출처 : https://drive.google.com/uc?id=1M-rZSCsgOylvAq82HwPdmn2MikZeDQ9a

iris = load_iris() # 프랑스의 국화 붖꽃
iris.keys()

[OUT]:

dict_keys(['data', 'target', 'target_names', 'DESCR', 'feature_names', 'filename'])

iris['data'] # 특성데이터

[OUT]:

array([[5.1, 3.5, 1.4, 0.2],
       [4.9, 3. , 1.4, 0.2],
       [4.7, 3.2, 1.3, 0.2],
       [4.6, 3.1, 1.5, 0.2],
       [5. , 3.6, 1.4, 0.2],
       [5.4, 3.9, 1.7, 0.4],
       [4.6, 3.4, 1.4, 0.3],
       [5. , 3.4, 1.5, 0.2],
       [4.4, 2.9, 1.4, 0.2],
       [4.9, 3.1, 1.5, 0.1],
       [5.4, 3.7, 1.5, 0.2],
       [4.8, 3.4, 1.6, 0.2],
       [4.8, 3. , 1.4, 0.1],
       [4.3, 3. , 1.1, 0.1],
       [5.8, 4. , 1.2, 0.2],
       [5.7, 4.4, 1.5, 0.4],
       [5.4, 3.9, 1.3, 0.4],
       [5.1, 3.5, 1.4, 0.3],
       [5.7, 3.8, 1.7, 0.3],
       [5.1, 3.8, 1.5, 0.3],
  # ...
  # 중략
  # ...
       [5.9, 3. , 5.1, 1.8]])

iris['target'] # 라벨(종분류)

[OUT]:

array([0, 0, 0, 0, 0, 0, 0, 0, 0, 0, 0, 0, 0, 0, 0, 0, 0, 0, 0, 0, 0, 0,
       0, 0, 0, 0, 0, 0, 0, 0, 0, 0, 0, 0, 0, 0, 0, 0, 0, 0, 0, 0, 0, 0,
       0, 0, 0, 0, 0, 0, 1, 1, 1, 1, 1, 1, 1, 1, 1, 1, 1, 1, 1, 1, 1, 1,
       1, 1, 1, 1, 1, 1, 1, 1, 1, 1, 1, 1, 1, 1, 1, 1, 1, 1, 1, 1, 1, 1,
       1, 1, 1, 1, 1, 1, 1, 1, 1, 1, 1, 1, 2, 2, 2, 2, 2, 2, 2, 2, 2, 2,
       2, 2, 2, 2, 2, 2, 2, 2, 2, 2, 2, 2, 2, 2, 2, 2, 2, 2, 2, 2, 2, 2,
       2, 2, 2, 2, 2, 2, 2, 2, 2, 2, 2, 2, 2, 2, 2, 2, 2, 2])

iris['feature_names']

[OUT]:

['sepal length (cm)',
 'sepal width (cm)',
 'petal length (cm)',
 'petal width (cm)']

iris['target_names']

[OUT]:

array(['setosa', 'versicolor', 'virginica'], dtype='<U10')

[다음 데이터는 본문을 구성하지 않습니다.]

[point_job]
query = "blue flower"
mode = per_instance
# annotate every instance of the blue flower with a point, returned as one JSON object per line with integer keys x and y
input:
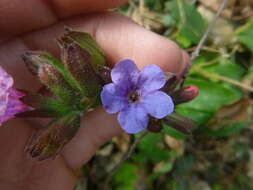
{"x": 135, "y": 95}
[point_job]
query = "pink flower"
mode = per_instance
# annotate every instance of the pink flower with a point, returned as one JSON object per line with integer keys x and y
{"x": 10, "y": 105}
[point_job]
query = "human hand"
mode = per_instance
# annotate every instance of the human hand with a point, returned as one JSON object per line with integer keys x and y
{"x": 33, "y": 25}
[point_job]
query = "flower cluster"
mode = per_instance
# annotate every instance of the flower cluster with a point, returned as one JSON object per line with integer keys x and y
{"x": 10, "y": 105}
{"x": 135, "y": 95}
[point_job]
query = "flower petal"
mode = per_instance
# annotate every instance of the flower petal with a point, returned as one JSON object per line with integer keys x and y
{"x": 113, "y": 98}
{"x": 125, "y": 71}
{"x": 151, "y": 78}
{"x": 3, "y": 103}
{"x": 14, "y": 105}
{"x": 158, "y": 104}
{"x": 6, "y": 81}
{"x": 133, "y": 119}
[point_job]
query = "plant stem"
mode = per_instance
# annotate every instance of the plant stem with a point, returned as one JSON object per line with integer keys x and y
{"x": 195, "y": 54}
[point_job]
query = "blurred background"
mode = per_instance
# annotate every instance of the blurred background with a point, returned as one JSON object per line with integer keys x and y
{"x": 219, "y": 154}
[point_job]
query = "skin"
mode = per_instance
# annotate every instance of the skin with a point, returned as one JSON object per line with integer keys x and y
{"x": 33, "y": 25}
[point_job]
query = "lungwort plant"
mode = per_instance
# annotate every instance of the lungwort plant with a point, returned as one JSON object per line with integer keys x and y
{"x": 81, "y": 81}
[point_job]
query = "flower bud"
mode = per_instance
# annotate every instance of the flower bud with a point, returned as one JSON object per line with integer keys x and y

iris_df = pd.DataFrame(iris.data)
iris_df.columns = iris['feature_names']
iris_df['specis']  = iris.target
iris_df

iris_df.corr()

시각화

sns.heatmap(iris_df.corr(),annot=True,cmap='Reds',vmin=1,vmax=1 )
plt.show()

sns.pairplot(data = iris_df, hue='specis')
plt.show()

plt.xticks(rotation=45)
sns.boxplot(data=iris_df[iris['feature_names']])
plt.show()

iris_df.boxplot(rot=45)
plt.show()

data set 설정

x_data = iris_df.iloc[:,:-1]
y_data = iris_df.iloc[:,-1]
x_train, x_test, y_train, y_test = train_test_split(x_data, y_data, test_size=0.2,
                                                    random_state=1,stratify=y_data)
# 다중분류 시 multi_class : 'multinomial' 로 꼭 주기 (auto로 되어있지만 오류 날때를 대비)
model_logi = LogisticRegression(multi_class='multinomial')
model_logi.fit(x_train,y_train)

[OUT]:

LogisticRegression(C=1.0, class_weight=None, dual=False, fit_intercept=True,
                   intercept_scaling=1, l1_ratio=None, max_iter=100,
                   multi_class='multinomial', n_jobs=None, penalty='l2',
                   random_state=None, solver='lbfgs', tol=0.0001, verbose=0,
                   warm_start=False)

model_logi.score(x_test,y_test) # f1 score아닌 정확도

[OUT]:

0.9666666666666667

model_logi.coef_ # 12개 왜?

[OUT]:

array([[-0.51418077,  0.77926692, -2.38300365, -0.96097857],
       [ 0.30080885, -0.27663283, -0.15953256, -0.76810102],
       [ 0.21337192, -0.50263409,  2.54253621,  1.72907959]])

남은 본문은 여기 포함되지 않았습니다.